Kraków istnieje miastem znanym ze swej oferty rozrywkowej. Bodaj w żadnym innym mieście w środku Europy nie ma tylu knajp, barów i restauracji. Niedaleko samym tylko Rynku jest pięćset przybytków, w których spragnieni rozrywek oraz uszczuplenia portfeli klienci z rozkoszą tłumnie spędzają czas wolny. Istotnie jest na Krakowskim Kazimierzu.
Knajpy w Krakowie
Ta zapadła i zapuszczona kiedyś dzielnica stanowi ważny element na rozrywkowej mapie Krakowa. Nie ustępuje Rynkowi w kwestii jakości i ilości lokali. Przyciąga jak magnes. Jakiś czas temu Kazimierz był ostoją dla ludzi, którzy chcieli uciec o komercji i kiepskiej obsługi w lokalach rynkowych. Szukali na Kazimierzu atmosfery bohemy, gdzie w zadymionych knajpach siedzieli pisarze, poeci, słowem ludzieróżnej proweniencji. Kazimierz był wielce tajemniczy.

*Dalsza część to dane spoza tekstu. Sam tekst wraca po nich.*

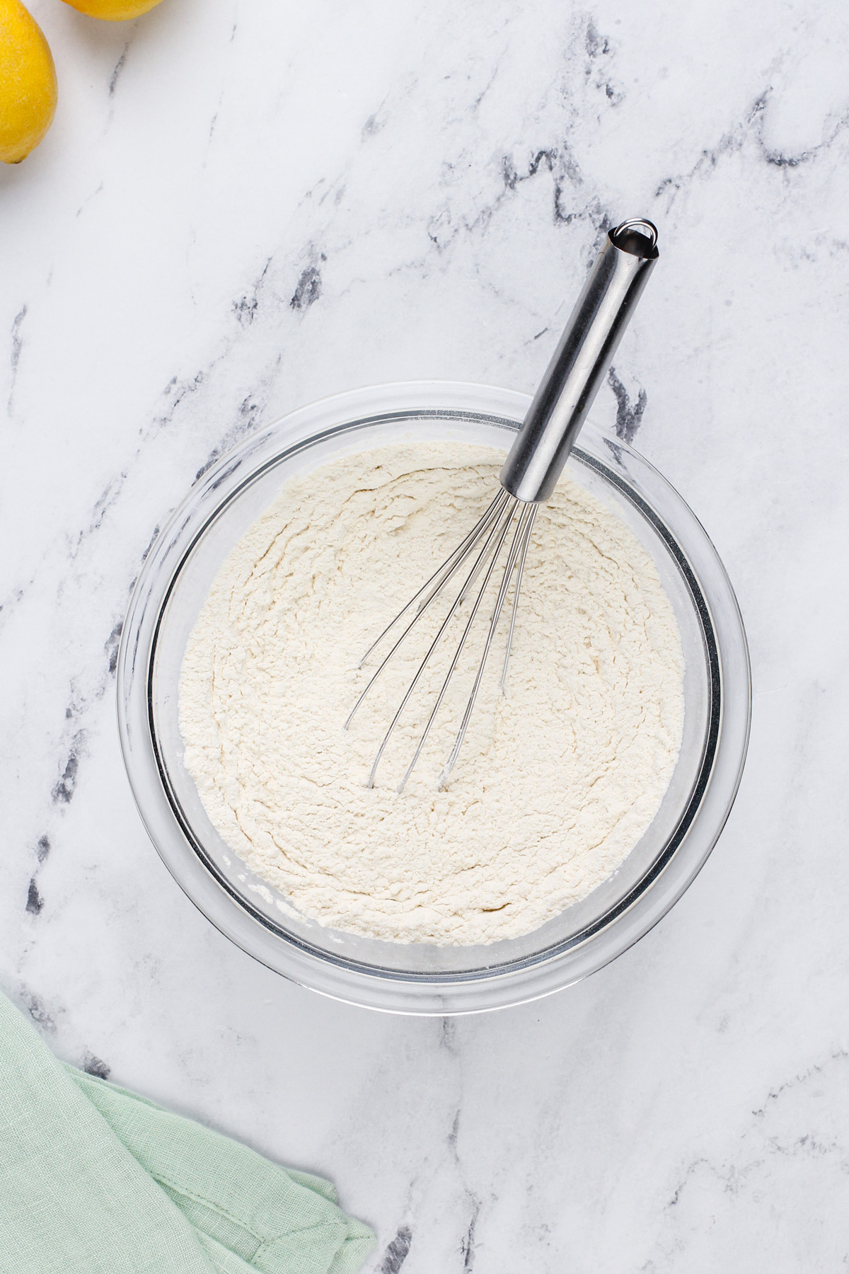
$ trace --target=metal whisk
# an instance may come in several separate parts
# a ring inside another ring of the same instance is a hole
[[[389,647],[388,652],[377,666],[374,675],[354,705],[345,729],[347,729],[356,715],[358,708],[368,696],[369,691],[383,673],[384,668],[396,654],[398,647],[409,637],[423,615],[429,610],[435,599],[443,592],[448,583],[460,577],[462,583],[452,601],[448,614],[439,626],[435,637],[430,642],[426,655],[421,660],[419,669],[410,682],[397,712],[392,717],[383,741],[378,748],[369,775],[368,786],[374,786],[381,758],[397,726],[401,716],[410,702],[416,685],[428,668],[428,664],[442,641],[457,613],[460,605],[466,600],[482,575],[480,587],[471,613],[463,628],[462,636],[453,659],[449,664],[446,678],[442,683],[437,699],[421,738],[407,766],[406,773],[398,785],[398,791],[403,791],[410,775],[412,773],[421,749],[433,727],[439,708],[448,691],[452,676],[466,641],[472,629],[477,613],[484,603],[484,596],[489,583],[496,571],[503,549],[507,548],[507,561],[504,573],[498,589],[498,595],[490,617],[489,631],[484,643],[484,652],[477,665],[477,673],[472,683],[472,689],[466,703],[454,744],[448,759],[438,778],[438,786],[444,786],[453,769],[460,749],[463,745],[468,722],[475,710],[475,702],[484,678],[484,669],[489,657],[495,632],[499,626],[502,612],[510,590],[510,582],[516,575],[513,587],[513,603],[510,608],[510,626],[507,634],[507,648],[502,668],[500,688],[504,691],[507,683],[507,670],[513,645],[513,631],[519,605],[519,590],[522,586],[522,572],[533,530],[533,520],[542,501],[547,499],[554,490],[558,478],[569,459],[569,452],[574,446],[589,406],[598,391],[598,387],[607,373],[616,347],[628,325],[628,321],[639,301],[648,276],[658,257],[657,229],[652,222],[636,218],[622,222],[607,236],[607,242],[593,265],[584,289],[578,298],[572,312],[565,331],[560,338],[560,344],[546,368],[545,376],[536,391],[528,414],[517,434],[516,442],[508,452],[507,460],[499,475],[500,489],[482,517],[471,529],[468,535],[442,566],[434,571],[429,580],[423,583],[419,591],[410,598],[406,606],[387,624],[383,632],[372,642],[365,655],[360,660],[361,666],[377,650],[386,637],[407,615],[407,623],[402,627],[400,636]],[[463,567],[466,568],[463,572]],[[412,614],[411,614],[412,613]],[[411,614],[411,618],[410,618]]]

Niewielu wiedziało gdzie iść by dostać tani kieliszek czystej, niejednokrotnie ciepłej wódki, porozmawiać z nietuzinkowymi ludźmi, wreszcie by nurzać się w wyjątkowej atmosferze Singera czy też Alchemii. Teraz na Kazimierz rządzi jednak, mimo wszystko, komercja. Atmosfera, tak ceniona przez ludzi, niemalże przepadła. Zmieniły się spokojne uliczki Kazimierza. Zniknęły serwety, świeczki w flaszkach po winie. Powstały dyskoteki, restauracje. Jest hucznie i drogo. Dekadentyzm miejsca ustąpił mało przyjemniej nowoczesności.